Dengan demikian, cara pikir dan usaha kita bisa dilakukan secara realistis. Setelah rencana usaha matang, barulah memulainya. Nah, seiring waktu ketika ada pemasukan dari usaha tersebut, tidak semuanya dihabiskan. Ia menyarankan sepertiga bagian untuk biaya operasional, sepertiga untuk ditabung, dan sepertiga sisanya untuk pengembangan usaha. Misalnya, bila kita berbisnis katering, maka pengembangan usahanya antara lain membeli perlengkapan yang menunjang, antara lain panci presto, kompor, dan sebagainya.

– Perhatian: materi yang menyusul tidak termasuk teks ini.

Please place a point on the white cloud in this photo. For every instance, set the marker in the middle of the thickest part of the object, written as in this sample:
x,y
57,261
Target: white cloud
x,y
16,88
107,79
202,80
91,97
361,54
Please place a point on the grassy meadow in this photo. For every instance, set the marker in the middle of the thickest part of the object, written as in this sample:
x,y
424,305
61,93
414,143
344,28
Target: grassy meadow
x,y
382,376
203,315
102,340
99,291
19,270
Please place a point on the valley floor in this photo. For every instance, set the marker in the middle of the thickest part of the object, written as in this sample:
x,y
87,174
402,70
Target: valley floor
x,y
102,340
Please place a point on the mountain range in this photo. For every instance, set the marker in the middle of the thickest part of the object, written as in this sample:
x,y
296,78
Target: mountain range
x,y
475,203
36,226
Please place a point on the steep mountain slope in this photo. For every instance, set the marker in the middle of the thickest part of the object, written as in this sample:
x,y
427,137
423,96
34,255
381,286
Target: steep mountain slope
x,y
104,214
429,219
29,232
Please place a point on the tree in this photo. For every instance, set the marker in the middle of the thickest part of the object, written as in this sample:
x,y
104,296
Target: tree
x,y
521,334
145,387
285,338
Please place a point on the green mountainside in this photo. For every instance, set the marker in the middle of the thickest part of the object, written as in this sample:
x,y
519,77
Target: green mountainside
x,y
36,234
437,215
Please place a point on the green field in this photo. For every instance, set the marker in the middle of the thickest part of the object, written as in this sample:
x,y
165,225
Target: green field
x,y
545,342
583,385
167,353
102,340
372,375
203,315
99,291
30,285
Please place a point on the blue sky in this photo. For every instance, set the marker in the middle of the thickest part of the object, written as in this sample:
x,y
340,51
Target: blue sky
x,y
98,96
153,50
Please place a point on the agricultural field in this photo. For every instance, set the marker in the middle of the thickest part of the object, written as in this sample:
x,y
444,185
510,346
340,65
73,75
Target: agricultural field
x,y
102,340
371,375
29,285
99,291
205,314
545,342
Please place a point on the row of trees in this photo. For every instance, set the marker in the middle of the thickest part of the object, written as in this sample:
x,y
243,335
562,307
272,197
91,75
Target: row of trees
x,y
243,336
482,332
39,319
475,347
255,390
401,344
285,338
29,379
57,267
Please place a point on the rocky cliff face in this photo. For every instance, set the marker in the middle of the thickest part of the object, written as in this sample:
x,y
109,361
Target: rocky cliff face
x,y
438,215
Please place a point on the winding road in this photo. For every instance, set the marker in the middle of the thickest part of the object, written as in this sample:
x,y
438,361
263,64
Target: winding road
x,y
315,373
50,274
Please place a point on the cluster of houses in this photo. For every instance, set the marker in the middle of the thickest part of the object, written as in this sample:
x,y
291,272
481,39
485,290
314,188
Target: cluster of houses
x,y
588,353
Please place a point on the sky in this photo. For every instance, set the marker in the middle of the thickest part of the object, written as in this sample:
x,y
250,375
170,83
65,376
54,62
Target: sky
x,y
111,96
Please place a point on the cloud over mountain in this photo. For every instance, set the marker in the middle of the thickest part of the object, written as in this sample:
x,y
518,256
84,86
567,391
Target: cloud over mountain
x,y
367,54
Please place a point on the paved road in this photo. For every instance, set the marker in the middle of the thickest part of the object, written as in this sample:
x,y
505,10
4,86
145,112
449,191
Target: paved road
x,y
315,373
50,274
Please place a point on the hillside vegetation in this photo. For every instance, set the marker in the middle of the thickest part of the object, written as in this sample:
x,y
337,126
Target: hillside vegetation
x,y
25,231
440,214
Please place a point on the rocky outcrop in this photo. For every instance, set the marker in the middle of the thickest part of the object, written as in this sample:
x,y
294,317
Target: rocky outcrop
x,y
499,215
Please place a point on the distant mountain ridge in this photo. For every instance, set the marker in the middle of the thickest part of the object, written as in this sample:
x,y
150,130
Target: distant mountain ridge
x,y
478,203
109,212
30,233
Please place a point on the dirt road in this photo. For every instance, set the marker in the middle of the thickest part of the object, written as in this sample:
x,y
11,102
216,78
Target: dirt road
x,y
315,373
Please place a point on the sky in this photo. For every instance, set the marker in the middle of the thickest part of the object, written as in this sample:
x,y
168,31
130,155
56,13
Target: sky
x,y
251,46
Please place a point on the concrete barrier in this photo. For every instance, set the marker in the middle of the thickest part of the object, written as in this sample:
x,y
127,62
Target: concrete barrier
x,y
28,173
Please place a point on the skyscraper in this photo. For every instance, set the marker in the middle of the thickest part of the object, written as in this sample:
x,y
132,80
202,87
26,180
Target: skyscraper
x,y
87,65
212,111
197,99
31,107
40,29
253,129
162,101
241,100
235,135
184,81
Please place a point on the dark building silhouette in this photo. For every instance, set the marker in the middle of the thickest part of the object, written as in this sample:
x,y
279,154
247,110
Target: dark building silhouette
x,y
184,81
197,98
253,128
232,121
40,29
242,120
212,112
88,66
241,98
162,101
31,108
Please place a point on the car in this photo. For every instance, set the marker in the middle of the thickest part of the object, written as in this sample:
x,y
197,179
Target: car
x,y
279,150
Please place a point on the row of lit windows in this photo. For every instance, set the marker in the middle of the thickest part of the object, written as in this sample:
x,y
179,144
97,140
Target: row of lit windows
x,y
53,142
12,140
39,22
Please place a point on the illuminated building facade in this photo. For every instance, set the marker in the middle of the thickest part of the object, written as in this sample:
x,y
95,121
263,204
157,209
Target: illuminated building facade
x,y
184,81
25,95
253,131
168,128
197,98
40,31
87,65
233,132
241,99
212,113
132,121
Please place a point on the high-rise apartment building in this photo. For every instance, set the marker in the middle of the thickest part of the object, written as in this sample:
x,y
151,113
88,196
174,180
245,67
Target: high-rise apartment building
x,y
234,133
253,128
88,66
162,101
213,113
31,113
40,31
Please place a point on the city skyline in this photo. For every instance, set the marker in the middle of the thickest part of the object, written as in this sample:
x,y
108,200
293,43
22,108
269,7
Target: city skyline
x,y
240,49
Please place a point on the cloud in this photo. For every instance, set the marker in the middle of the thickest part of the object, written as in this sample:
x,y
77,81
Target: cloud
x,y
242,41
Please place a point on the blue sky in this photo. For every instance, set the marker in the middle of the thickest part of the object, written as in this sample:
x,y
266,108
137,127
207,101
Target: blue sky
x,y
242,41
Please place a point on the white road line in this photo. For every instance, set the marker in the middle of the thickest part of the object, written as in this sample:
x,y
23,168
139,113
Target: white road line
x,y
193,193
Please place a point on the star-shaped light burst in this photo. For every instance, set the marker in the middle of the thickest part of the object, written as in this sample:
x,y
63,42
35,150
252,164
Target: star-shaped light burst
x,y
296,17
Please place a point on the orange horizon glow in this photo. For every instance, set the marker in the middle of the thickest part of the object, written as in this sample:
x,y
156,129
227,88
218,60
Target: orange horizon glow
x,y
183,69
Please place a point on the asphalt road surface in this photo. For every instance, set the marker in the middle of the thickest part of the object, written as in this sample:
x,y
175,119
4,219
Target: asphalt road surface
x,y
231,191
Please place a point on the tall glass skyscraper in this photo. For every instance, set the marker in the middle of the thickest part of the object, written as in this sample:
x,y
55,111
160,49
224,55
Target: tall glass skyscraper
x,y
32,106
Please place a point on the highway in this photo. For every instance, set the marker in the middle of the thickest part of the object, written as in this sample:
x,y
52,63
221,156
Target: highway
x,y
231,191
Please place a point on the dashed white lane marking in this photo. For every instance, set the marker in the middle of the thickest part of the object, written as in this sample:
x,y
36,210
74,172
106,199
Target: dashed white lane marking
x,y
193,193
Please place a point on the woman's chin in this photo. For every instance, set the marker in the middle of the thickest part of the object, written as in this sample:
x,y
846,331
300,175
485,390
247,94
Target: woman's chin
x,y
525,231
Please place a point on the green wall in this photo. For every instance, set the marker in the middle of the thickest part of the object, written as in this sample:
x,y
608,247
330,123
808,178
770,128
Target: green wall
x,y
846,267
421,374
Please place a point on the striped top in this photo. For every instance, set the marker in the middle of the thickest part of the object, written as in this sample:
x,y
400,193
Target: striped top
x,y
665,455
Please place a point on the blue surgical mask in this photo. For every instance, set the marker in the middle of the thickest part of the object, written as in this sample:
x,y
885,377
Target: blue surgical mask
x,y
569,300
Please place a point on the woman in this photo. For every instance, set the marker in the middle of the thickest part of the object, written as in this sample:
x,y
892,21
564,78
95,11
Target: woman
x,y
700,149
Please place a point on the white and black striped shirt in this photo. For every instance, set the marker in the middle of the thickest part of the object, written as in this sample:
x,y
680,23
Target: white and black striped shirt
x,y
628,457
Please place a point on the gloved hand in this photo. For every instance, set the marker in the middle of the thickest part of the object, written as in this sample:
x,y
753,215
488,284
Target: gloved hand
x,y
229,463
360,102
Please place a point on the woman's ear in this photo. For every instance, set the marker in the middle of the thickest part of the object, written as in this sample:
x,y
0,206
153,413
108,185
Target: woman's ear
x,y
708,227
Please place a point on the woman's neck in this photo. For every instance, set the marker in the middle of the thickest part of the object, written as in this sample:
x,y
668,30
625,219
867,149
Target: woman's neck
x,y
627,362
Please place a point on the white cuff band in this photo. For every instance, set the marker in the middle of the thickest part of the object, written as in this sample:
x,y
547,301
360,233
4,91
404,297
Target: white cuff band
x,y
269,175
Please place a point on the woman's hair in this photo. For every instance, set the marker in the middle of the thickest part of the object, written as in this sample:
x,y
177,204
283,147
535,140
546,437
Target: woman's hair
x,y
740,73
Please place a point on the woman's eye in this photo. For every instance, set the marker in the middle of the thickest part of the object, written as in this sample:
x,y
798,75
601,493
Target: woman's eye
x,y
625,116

Dengan cara seperti ini, diharapkan kita bisa berkembang secara mandiri. “Orang berpikir bahwa ketika dia meminjam uang, itu adalah uangnya, padahal itu uang yang harus dikembalikan plus bunganya. Sementara, kalau itu uang sendiri, dia akan berpikir lebih hati-hati ketika menggunakannya. Akan lebih baik kalau usaha itu berkembang sesuai kemampuannya sendiri. Step by step seperti itu yang penting untuk dijalani sejak dini.”